Mrs. Bessie informs Johnny that Lavinia and the others are planning to attend a masquerade that evening.  Mrs. Bessie, referring to Isannah as “Izzy,” notes that Isannah is to attend the function dressed as a teapot.  Cilla enters the kitchen, saying that she thought Johnny might be there.  She says that the men are trying to fashion a tin scepter for Lavinia’s Queen of Spades costume, and she told Lavinia that Johnny could certainly do it.   When Johnny enters the drawing room, he sees Lavinia half dressed in her costume and is captivated by her beauty.  Isannah is dressed only in her undergarments, and, without thinking, Johnny blurts out for her to “put some clothes on.”  Isannah offers a smart remark to Johnny, and Johnny slaps her.  Isannah is upended so that it appears that she is nude.  Lavinia and the British officers laugh heartily at the events.  Cilla rushes to help Lavinia, who has burst a stay in her dress, but Cilla stumbles and is reprimanded by Lavinia.  In the meantime, Isannah rushes to put her head in Lavinia’s lap.  Johnny becomes enraged at the treatment of the Lapham girls.  He lashes out verbally, but Lavinia says she won’t be treated so by her “servants.”  Johnny reminds her that he isn’t one of her servants, and Lavinia yells at Cilla for bringing such “riffraff” into her home.  When Cilla replies that Lavinia asked her to bring him, Lavinia responds that she wanted a talented metal worker and not—though she doesn’t use the word—a cripple. 
 
Lavinia sends Cilla to her room and dismisses Johnny.  Before he departs, Mrs. Bessie gives him a hot drink.  When Johnny comments on how Lavinia treats Isannah like a “monkey,” Mrs. Bessie notes that it’s only possible because Isannah allows it to happen.  Johnny inquires if Cilla is happy, and Mrs. Bessie responds that she’s happy enough.  Mrs. Bessie notes that the Lytes will be moving to their country home in a week, but they won’t stay long because the Sons of Liberty are “out to get” Mr. Lyte.  They plan to tar and feather Lyte and to drive off Lavinia.  When Johnny asks if the girls might get hurt, Mrs. Bessie replies that she will watch out for them.  She mentions that she has helped Sam Adams for years, and Johnny is surprised that a woman working in a Tory household would support the Whigs. 
 
Analysis
In this chapter we see that Johnny is maturing.  His confusion over the fact that the British soldiers could be both compassionate and brutal demonstrates that he is developing a more adult conception of humanity.  He does not yet fully understand this duplicity, but he recognizes that humans are not one-dimensional beings.  His decision to turn all of the money he makes over to Mrs.
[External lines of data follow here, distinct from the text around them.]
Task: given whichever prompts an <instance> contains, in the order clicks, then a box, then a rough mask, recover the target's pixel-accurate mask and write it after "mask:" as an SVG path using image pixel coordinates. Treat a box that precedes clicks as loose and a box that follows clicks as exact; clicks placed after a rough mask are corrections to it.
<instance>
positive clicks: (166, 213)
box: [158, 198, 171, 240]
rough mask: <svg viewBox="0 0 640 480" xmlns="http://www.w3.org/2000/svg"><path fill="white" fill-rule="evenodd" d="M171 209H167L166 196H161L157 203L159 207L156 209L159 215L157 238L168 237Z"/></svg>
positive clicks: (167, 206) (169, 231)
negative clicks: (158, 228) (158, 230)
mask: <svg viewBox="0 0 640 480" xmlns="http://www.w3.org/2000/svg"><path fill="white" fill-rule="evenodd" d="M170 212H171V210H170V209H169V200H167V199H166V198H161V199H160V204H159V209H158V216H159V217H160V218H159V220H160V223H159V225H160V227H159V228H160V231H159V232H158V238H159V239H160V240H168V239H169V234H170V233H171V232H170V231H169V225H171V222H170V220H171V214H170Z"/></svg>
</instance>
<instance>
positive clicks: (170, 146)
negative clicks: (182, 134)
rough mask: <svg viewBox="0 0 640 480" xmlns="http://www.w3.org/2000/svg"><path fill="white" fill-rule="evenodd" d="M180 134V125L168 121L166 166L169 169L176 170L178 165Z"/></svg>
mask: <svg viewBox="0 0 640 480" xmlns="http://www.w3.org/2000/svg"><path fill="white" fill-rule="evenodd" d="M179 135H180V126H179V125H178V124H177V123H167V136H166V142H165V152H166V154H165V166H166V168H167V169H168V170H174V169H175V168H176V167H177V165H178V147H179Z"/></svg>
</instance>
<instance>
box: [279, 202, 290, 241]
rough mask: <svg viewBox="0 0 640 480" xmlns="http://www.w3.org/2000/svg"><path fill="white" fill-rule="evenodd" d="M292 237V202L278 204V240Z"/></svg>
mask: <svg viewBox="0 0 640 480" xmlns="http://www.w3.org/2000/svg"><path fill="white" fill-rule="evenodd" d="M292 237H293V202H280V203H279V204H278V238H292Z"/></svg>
Lorne is very selfless and reflects his strong sense of loyalty.  (It also suggests that he sees himself as a member of the Lorne family, further evidence of which is seen in his understanding that he will never again live with the Laphams.)  Johnny’s slight jealousy over the fact that Rab walks Cilla home and his willingness to stick up for Dove also show a boy who is moving into adolescence. 
 
Johnny’s surprise that Mrs. Bessie isn’t a Tory is reminiscent of Paul Revere’s comment to his daughter that things aren’t always what then seem.